Q: What’s the difference between me and you?
A: I’m not wasting my time reading this joke.
Eggs
You crack me up!
Actually, it isn't a bear joke, but bear with me here...
I bought a wooden whistle. But it wouldn't whistle, so I bought a steel whistle. But it still wouldn't whistle. So I bought a lead whistle, but it still wouldn't lead me to whistle.
Trump and two of his friends are stranded on an island with no internet connection and no way of getting home.
As they frantically run around the island trying to get a signal so Trump can call his private helicopter to come and pick them up, Trump's wig falls off and lands on a magical lamp, from which suddenly appears a genie.
As Trump replaces his wig, the genie announces that he will grant each man one wish for freeing him. The men stop to confer. The first one says he will wish for a plane to rescue him, the second wishes for a boat to rescue him, and they tell Trump to wish for a helicopter to rescue him.
Trump, being Trump, nods and says yes, but he wasn't really listening. Then they approach the genie. The first one of Trump's friends wishes for a plane to rescue him, as agreed. The second one of Trump's friends wishes for a boat to rescue him, as agreed. Then Trump is left all alone, but instead of wishing for a helicopter to rescue him, as agreed, he says, "Aww, I'm lonely now. I wish both my friends were here with me!"
My girlfriend called me a pedophile... That's a big word for a 1st grader.
My girlfriend asked me to tell a joke. I told her to look in the mirror.
We never met again.
Me.
Last Halloween, I went dressed as a woman. When I rang the doorbell, an elderly woman opened it, and I made a grunting noise and knocked the bowl of candy out of her hands.

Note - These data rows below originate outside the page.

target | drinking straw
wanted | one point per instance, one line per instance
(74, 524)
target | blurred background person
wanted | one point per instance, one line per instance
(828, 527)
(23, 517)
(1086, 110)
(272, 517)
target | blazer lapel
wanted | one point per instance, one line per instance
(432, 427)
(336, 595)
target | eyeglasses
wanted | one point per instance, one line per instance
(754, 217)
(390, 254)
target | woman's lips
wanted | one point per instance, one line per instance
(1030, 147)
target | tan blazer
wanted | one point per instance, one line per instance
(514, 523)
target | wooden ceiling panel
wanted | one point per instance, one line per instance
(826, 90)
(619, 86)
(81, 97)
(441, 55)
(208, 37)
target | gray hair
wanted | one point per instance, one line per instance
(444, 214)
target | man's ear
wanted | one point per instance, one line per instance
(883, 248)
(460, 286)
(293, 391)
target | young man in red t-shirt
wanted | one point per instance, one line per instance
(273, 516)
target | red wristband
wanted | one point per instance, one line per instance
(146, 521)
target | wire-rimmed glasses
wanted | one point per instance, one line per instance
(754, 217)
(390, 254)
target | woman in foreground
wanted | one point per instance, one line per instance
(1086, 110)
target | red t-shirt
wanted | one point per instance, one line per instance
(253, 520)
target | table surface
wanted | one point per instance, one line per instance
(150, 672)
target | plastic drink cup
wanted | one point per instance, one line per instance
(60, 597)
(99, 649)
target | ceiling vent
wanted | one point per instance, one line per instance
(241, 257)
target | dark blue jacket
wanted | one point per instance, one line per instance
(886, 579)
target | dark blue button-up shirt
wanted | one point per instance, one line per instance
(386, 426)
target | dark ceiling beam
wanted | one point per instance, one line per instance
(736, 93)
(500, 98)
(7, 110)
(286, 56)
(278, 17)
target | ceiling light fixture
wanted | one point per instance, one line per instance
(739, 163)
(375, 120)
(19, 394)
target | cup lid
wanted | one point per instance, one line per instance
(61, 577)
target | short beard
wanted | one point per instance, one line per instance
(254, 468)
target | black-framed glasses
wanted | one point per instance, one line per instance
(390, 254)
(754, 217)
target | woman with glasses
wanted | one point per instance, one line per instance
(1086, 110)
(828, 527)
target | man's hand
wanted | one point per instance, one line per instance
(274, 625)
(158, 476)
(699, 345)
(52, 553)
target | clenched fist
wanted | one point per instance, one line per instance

She immediately called the police and told them exactly what happened. The officer pulled me aside and asked me a few questions. First, he asked if my parents were here, and I said nothing. Concerned by my answer, he then asked if I was okay, so I said nothing. He asked me what my name was, and I responded, "Hellen Keller."
You want a pizza from me!!!!
What did the boy say to the noose?
"Can you please tie me."
Someone butt-dialed me again yesterday. It seems that only assholes want to speak to me.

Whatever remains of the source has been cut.